It's the unexpected events that have happened in our lives that have gotten us to where we are today. Whether or not they make a person stronger and more open to what life throws at them is up to that specific person. I want to share some of the events that happen, or have already happened in our lives. Welcome to our journey ;)....

Tuesday, April 13, 2010

P.T.D.D.

On Tuesday April 6, 2010, my little princess attended daycare for the first time. I woke up feeling a bit nauseated b/c this was the first time someone I didn't know was going to care for my child (let me tell you, it really puts an emtpy feeling in your stomach). I really thought hard about skipping my CPR recertification class that I had just so she wouldn't have to go, BUT in reality there was no possible way I could skip it. I continued with mine and Halle's getting ready routine, we have it down to a "T" now. I loaded her up and headed out!

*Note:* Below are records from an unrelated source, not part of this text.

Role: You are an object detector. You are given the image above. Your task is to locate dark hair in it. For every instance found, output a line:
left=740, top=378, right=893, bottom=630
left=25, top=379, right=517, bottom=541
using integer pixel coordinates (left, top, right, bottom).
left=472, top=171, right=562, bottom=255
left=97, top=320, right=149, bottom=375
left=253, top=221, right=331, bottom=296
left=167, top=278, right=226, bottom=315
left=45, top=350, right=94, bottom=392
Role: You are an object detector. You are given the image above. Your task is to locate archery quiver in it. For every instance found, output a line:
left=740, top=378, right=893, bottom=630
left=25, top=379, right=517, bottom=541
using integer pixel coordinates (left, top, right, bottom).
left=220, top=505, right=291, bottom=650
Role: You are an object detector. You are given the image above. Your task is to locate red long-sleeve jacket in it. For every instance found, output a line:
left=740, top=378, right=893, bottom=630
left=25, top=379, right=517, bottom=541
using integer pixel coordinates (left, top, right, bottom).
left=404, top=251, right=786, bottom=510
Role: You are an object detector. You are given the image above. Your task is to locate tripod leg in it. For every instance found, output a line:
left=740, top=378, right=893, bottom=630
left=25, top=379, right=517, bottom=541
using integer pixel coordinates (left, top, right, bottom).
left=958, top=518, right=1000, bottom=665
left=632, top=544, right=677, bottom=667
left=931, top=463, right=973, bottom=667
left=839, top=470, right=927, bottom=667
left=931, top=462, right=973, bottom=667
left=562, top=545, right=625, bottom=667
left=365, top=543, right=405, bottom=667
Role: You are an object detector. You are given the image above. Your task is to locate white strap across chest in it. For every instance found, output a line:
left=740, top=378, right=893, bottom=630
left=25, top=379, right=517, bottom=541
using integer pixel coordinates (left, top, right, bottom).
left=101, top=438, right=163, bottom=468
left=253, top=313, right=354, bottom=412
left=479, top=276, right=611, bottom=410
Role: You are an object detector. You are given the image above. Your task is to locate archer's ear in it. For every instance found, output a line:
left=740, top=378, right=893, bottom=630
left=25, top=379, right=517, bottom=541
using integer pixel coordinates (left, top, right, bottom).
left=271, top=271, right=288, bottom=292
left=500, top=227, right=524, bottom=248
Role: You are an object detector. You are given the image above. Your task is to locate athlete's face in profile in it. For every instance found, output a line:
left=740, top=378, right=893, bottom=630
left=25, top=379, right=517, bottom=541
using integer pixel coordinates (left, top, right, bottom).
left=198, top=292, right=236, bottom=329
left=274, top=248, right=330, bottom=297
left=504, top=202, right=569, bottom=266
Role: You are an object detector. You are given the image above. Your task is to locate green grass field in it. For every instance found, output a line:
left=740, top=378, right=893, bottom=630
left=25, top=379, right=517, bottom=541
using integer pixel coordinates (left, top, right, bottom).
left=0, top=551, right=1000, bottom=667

We arrived at daycare 25 minutes prior to when I was supposed to, I thought that I would hang around in her classroom until she was ok with me to leave. She's usually been so good around other kids. She always loves to watch them and play with them. Somehow this time, she knew that it was different. She was clinging to me and crying when I put her down. The teacher said it was probably better if I didn't hang around long so Halle could get used to things. I left my girl sitting in her little chair at the table crying for me. It was by far the hardest thing I have ever done. I stepped out, closed the door, and started crying. There was nothing I could do. I had to go to my class and I had no one to watch her besides the daycare.


To my surprise, time flew by and I was back at daycare within a couple of hours to pick up my girl. The teachers were excellent with her. They wrote down everything she did, under the "mood" section they put "a little upset", which was probably putting it lightly. They said that she played, then cried for a minute, then played, cried, ate, cried... you get the point.


Now we are dealing with a whole different issue... seperation anxiety, which I think was caused from what I like to call P.T.D.D. a.k.a. post tramatic daycare disorder. She screams when I leave the room, she screams when I try to put her down to do anything, she screams when I'm sitting on the couch and shes not (which results in me sitting on the floor with her in my lap), she screams when the neighbor brings her kid over to play thinking I'm going to leave her with them... it's just a whole list of things that gets longer everyday. She doesn't play much with her toys anymore b/c she has to be sitting in my lap or rolling around on me or something that has to do with her touching me to know I'm there. I'm really hoping that this phase ends SOON!

P.S. I was going to post pics of Halle's 1st daycare day, but blogger is being difficult an won't let me upload any!

1 comment:

  1. I like the P.T.D.D. that you came up with! I haven't had to leave Emma in daycare yet, but I guess I've had to go through what you could call a similar situation, leaving her in Alabama. It's hard for her AND for me!

    Halle sounds like such a Mommy's Girl :). Can't wait to see new pictures of her!